Answer
$$
x^{3}-3x+6=0
$$
so, Formula 2 (Newton’s method) becomes
$$
\begin{aligned} x_{n+1} &=x_{n}-\frac{f(x)}{f^{'}(x)}\\
\\ &=x_{n}-\frac{ x_{n}^{3}-3x_{n}+6 }{3x_{n}^{2}-3 }
\end{aligned}
$$
If we choose $x_{1} = 1$ then $f^{'}(x_{1})=f^{'}(1)= 3(1)^{2}-3=0$,
so it is impossible to find $x_{2} $ by using Formula 2 (Newton’s method) because we will be dividing by zero.
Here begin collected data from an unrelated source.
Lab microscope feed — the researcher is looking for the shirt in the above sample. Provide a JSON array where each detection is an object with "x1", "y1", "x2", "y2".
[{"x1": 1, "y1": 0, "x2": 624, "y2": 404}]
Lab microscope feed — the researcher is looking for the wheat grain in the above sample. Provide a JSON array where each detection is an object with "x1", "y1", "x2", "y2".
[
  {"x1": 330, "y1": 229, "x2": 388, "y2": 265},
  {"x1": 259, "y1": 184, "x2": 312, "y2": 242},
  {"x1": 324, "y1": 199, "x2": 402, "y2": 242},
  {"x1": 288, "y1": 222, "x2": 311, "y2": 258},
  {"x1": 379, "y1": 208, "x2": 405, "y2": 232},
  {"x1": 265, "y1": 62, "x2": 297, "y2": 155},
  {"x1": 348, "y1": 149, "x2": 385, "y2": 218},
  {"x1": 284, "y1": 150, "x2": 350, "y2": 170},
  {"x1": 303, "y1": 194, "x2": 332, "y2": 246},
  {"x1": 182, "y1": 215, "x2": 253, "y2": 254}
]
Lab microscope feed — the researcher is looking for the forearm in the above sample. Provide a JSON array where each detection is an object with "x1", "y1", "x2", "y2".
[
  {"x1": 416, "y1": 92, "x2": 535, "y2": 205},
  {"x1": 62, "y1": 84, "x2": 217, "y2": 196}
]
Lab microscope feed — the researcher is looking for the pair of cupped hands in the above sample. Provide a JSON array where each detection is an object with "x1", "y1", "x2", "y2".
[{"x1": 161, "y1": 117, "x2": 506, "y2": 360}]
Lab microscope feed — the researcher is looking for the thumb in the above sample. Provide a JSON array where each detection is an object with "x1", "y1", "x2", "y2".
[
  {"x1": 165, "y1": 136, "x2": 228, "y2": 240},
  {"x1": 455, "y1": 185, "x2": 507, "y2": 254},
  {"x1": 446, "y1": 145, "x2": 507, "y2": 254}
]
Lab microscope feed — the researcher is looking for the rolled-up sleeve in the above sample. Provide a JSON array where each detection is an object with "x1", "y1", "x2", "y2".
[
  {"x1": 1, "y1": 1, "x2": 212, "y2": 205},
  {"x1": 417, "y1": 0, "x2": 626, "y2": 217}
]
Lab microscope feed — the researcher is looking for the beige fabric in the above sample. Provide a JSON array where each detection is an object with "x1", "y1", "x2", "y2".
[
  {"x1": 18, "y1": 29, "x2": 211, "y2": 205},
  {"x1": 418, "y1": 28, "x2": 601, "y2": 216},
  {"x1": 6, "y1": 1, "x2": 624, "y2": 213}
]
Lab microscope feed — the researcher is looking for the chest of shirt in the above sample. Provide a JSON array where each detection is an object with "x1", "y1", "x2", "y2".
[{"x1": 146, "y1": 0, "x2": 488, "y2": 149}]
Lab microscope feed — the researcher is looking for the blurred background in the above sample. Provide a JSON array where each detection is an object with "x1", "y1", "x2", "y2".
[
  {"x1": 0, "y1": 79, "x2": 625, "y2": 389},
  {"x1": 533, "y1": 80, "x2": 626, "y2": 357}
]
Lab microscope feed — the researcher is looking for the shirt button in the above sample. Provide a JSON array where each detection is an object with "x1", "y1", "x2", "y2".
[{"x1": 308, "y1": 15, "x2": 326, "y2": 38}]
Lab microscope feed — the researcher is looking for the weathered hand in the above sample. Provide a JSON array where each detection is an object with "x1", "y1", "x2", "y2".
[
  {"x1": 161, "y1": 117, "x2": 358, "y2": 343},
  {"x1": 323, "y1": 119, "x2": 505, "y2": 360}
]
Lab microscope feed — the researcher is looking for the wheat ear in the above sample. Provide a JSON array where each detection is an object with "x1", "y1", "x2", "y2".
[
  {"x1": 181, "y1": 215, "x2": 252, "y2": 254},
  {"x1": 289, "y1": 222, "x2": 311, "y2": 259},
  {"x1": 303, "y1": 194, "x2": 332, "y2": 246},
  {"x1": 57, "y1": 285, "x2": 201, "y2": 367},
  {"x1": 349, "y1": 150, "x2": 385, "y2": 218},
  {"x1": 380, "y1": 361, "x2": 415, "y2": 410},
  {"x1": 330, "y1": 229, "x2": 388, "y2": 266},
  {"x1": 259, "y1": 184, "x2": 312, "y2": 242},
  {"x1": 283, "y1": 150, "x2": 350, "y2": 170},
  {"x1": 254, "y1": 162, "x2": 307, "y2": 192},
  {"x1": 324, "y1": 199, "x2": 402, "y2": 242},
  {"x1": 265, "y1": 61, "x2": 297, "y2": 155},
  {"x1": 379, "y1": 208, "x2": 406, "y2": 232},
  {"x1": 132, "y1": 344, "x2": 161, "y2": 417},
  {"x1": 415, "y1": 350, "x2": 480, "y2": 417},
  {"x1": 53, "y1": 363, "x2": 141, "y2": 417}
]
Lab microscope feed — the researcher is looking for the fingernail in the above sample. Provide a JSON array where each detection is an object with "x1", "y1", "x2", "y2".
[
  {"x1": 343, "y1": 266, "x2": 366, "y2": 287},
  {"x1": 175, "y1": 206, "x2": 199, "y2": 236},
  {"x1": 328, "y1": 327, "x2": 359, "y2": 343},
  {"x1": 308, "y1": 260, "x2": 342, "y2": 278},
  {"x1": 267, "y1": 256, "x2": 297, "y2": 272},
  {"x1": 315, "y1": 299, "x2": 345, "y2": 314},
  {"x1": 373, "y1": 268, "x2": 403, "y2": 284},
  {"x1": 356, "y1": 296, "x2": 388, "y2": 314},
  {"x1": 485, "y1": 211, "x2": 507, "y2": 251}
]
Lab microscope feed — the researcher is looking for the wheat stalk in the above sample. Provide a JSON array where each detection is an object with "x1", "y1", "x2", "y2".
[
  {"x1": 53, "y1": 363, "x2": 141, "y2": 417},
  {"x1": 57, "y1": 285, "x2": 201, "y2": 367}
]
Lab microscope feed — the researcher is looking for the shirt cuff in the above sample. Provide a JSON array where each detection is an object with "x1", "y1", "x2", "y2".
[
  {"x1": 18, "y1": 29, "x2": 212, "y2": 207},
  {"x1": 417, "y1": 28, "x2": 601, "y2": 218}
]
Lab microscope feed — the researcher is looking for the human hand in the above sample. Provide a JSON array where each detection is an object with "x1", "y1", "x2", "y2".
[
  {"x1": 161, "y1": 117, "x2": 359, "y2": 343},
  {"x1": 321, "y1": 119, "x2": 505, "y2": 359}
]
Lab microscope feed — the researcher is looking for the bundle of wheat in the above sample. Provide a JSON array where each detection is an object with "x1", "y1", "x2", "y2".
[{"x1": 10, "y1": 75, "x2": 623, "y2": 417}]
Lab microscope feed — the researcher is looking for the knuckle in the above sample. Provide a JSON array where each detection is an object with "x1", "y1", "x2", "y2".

Therefore, Newton’s method doesn’t work for finding the
root of the given equation.
Work Step by Step
$$
x^{3}-3x+6=0
$$
Therefore we let
$$
f(x)= x^{3}-3x+6=0
$$
Then
$$
f^{'}(x)= 3x^{2}-3
$$
so, Formula 2 (Newton’s method) becomes
$$
\begin{aligned} x_{n+1} &=x_{n}-\frac{f(x)}{f^{'}(x)}\\
\\ &=x_{n}-\frac{ x_{n}^{3}-3x_{n}+6 }{3x_{n}^{2}-3 }
\end{aligned}
$$
If we choose $x_{1} = 1$ then $f^{'}(x_{1})=f^{'}(1)= 3(1)^{2}-3=0$
so impossible to find approximating $x_{2} $ by using Formula 2 (Newton’s method) because will dividing by zero.
Therefore, Newton’s method doesn’t work for finding the
root of the given equation.